Selain itu, Dedie Rachim turut menginstruksikan 17.000 ASN di lingkungan Pemerintah Kota Bogor untuk berpartisipasi aktif dalam gerakan penanaman pohon.
“Kemudian saya tugaskan juga para ASN di Kota Bogor, 17.000 PNS harus tanam pohon. Kita tidak ingin kejadian bencana terjadi di Kota Bogor, kita harus sayang dan peduli sama alam,” tegas Dedie Rachim.
Ia juga menyampaikan rencana Pemerintah Kota (Pemkot) Bogor untuk memulai program Pengolahan Sampah menjadi Energi Listrik (PSEL) pada tahun 2026. Melalui program tersebut, ia berharap para warga harus bisa memilah sampah dari rumah karena tidak semua jenis sampah bisa masuk dalam waste to energy.
Dedie Rachim juga berharap agar ke depannya jumlah penanaman pohon dapat terus ditingkatkan hingga menjangkau seluruh pelajar di Kota Bogor.

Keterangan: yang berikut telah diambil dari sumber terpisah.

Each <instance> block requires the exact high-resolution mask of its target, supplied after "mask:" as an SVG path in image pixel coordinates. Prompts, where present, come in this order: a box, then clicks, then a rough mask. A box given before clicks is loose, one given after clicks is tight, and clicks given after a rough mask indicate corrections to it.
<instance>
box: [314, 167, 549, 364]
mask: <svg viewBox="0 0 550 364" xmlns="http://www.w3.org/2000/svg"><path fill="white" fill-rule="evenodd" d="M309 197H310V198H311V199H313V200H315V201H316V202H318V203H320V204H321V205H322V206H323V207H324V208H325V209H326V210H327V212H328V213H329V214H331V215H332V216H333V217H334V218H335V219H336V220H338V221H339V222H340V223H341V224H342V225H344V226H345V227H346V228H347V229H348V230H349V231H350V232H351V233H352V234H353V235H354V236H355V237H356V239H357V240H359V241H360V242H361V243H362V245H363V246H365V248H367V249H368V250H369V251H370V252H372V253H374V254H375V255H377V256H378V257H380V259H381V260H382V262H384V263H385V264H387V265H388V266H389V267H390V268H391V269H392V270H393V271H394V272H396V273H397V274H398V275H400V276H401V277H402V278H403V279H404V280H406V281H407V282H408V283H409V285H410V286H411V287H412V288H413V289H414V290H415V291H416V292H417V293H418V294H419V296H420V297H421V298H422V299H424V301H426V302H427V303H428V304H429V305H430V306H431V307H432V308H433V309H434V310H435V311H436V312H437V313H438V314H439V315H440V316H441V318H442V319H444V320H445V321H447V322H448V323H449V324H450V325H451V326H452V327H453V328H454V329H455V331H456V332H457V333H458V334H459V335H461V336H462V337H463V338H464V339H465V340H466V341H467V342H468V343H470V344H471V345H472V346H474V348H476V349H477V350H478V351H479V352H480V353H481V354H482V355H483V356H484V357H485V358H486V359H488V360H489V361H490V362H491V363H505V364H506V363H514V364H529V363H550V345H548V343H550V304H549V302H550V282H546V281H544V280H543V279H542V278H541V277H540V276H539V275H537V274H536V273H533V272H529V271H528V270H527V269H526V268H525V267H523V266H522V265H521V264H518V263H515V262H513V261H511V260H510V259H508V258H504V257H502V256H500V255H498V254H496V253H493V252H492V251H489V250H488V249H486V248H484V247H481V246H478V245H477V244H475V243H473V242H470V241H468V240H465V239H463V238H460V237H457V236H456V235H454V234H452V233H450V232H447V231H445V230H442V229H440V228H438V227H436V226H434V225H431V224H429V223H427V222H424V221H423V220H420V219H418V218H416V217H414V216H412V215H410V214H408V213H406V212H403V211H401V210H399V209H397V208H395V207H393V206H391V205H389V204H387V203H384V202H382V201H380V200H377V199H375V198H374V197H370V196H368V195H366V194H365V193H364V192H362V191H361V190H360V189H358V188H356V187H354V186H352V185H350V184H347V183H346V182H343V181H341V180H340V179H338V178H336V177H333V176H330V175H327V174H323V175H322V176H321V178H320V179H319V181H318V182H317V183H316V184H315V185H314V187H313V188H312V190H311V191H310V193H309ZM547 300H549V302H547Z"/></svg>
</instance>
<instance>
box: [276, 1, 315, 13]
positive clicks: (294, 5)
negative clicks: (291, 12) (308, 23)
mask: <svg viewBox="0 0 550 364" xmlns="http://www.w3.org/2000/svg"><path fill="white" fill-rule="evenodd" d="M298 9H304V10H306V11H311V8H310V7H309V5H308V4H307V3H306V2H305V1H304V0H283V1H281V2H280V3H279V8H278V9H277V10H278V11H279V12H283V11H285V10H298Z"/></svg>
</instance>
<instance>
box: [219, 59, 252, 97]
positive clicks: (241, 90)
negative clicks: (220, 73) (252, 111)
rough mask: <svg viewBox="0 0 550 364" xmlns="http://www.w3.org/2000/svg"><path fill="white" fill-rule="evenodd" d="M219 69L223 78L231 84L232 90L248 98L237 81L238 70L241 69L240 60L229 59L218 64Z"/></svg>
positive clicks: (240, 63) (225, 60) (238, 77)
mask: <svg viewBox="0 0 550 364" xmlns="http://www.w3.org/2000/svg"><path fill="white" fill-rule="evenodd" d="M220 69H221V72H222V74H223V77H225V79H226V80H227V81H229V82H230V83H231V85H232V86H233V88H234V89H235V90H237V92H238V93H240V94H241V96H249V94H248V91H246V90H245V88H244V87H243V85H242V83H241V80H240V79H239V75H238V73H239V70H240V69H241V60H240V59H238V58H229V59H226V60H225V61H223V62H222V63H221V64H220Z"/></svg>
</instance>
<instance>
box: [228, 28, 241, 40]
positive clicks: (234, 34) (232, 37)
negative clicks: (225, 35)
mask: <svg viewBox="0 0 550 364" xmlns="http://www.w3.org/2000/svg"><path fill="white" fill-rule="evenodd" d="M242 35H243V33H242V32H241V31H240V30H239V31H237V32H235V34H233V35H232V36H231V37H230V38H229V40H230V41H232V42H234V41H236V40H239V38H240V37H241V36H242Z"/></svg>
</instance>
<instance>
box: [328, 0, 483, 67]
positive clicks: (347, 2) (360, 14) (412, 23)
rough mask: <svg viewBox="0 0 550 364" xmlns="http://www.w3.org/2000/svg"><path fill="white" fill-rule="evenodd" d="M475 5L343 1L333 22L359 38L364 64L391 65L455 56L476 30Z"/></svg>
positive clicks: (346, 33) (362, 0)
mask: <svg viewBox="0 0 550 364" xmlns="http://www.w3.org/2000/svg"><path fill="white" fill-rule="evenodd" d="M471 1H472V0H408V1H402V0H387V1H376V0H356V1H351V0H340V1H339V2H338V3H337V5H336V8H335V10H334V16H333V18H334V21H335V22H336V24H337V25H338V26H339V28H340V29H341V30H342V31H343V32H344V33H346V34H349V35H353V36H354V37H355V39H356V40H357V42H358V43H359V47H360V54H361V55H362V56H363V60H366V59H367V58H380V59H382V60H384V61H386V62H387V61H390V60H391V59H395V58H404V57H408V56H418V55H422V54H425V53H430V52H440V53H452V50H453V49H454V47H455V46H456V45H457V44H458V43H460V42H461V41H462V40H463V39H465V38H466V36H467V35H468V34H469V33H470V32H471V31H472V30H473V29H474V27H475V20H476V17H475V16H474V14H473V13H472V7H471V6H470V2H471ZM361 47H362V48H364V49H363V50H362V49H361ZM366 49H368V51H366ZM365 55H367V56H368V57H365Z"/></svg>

“Semoga ke depannya penanaman pohon bisa bertambah agar menjadi 320.000 bibit pohon untuk semua pelajar di Bogor agar mereka bisa menanam pohon dan harus dimonitor mulai dari pertumbuhannya sampai menjadi pohon yang kuat, rindang, dan bisa melindungi alam kita,” tuturnya.

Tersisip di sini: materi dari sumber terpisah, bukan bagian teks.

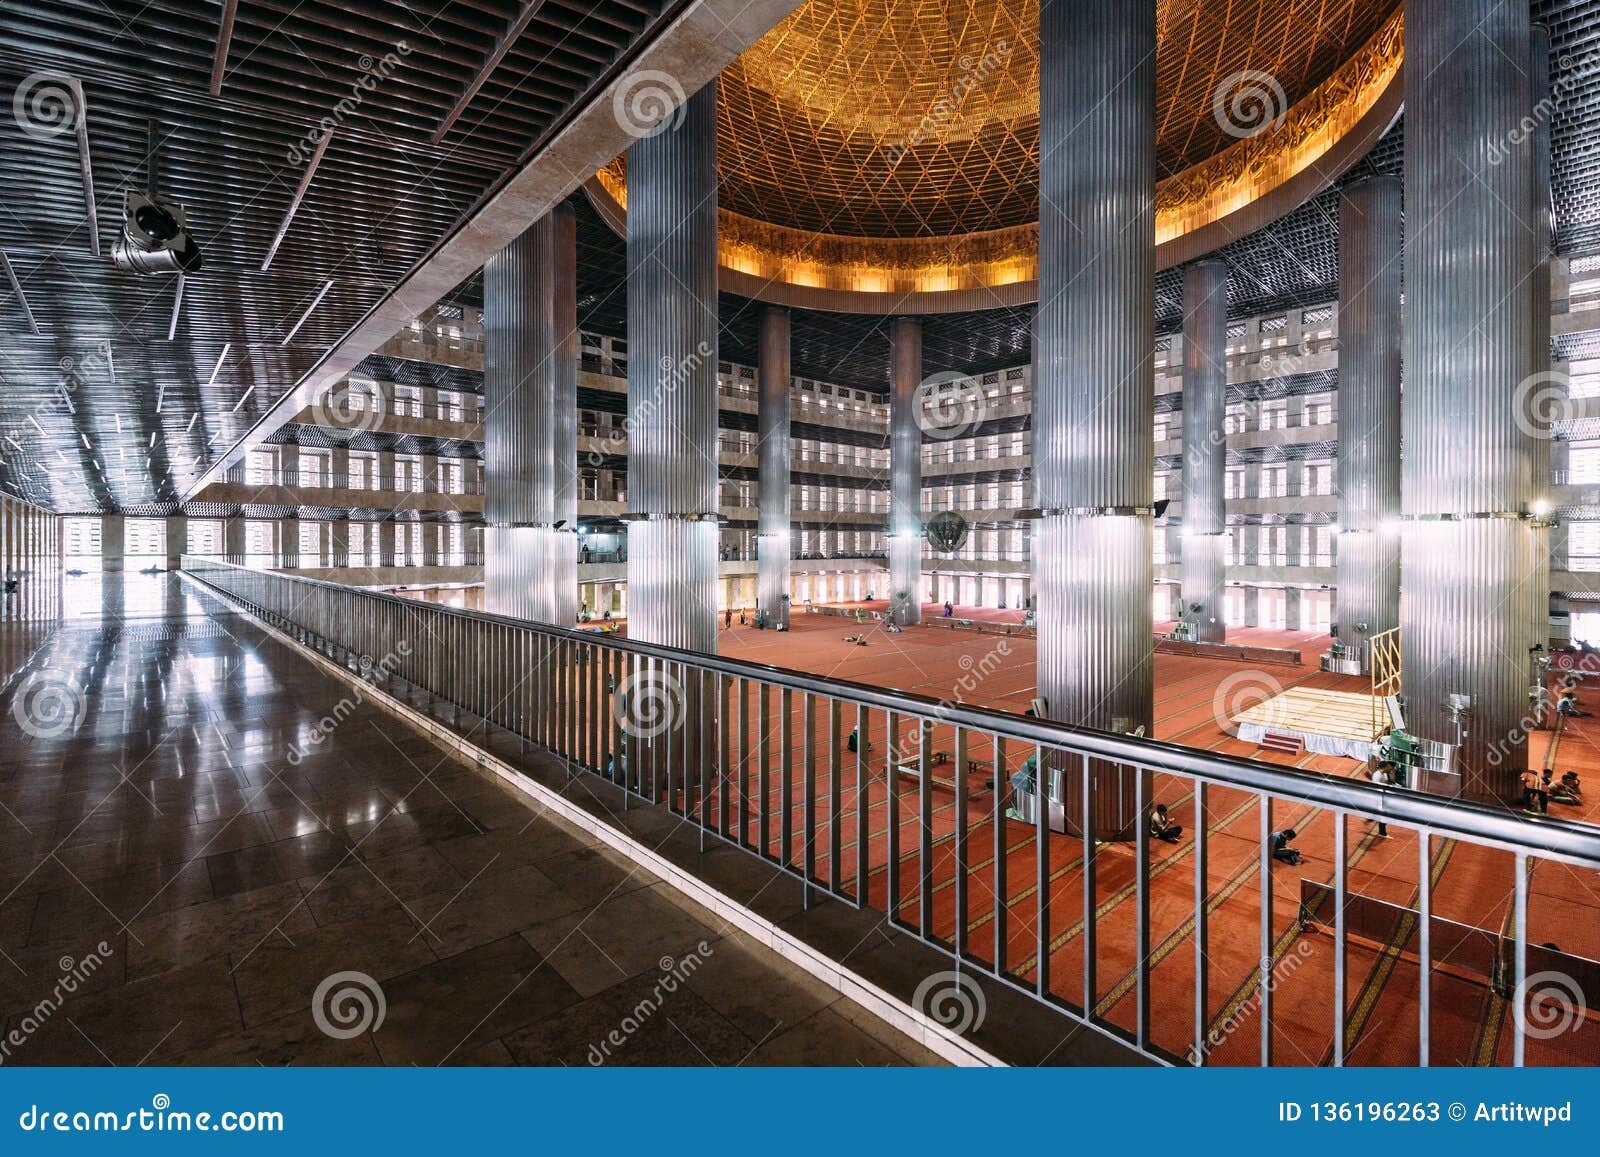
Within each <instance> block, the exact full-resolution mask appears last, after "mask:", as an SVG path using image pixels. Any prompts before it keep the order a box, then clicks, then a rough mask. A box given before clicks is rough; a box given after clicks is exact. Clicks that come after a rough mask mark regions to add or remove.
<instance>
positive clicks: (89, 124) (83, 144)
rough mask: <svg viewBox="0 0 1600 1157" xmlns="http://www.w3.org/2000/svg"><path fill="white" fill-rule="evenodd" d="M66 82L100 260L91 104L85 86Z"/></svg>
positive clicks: (78, 159)
mask: <svg viewBox="0 0 1600 1157" xmlns="http://www.w3.org/2000/svg"><path fill="white" fill-rule="evenodd" d="M66 82H67V86H69V88H70V90H72V101H74V104H75V107H77V112H78V117H77V130H78V170H80V171H82V174H83V211H85V213H86V214H88V226H90V253H93V254H94V256H96V258H98V256H99V254H101V251H99V213H98V211H96V208H94V162H93V160H91V158H90V104H88V99H85V96H83V85H82V83H80V82H78V80H77V78H75V77H67V78H66Z"/></svg>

Sementara itu, Pembina Mulasara Buwana sekaligus Menteri Kehutanan RI periode 2004–2009, MS Kaban, mengapresiasi konsistensi Kota Bogor dalam menggerakkan penanaman pohon.
“Pada bulan Desember sekarang ini, hanya Kota Bogor yang masih ingat melakukan gerakan menanam pohon di seluruh Indonesia,” ungkapnya.
Ia menegaskan bahwa dunia saat ini telah memasuki era climate disaster akibat terputusnya rantai ekosistem.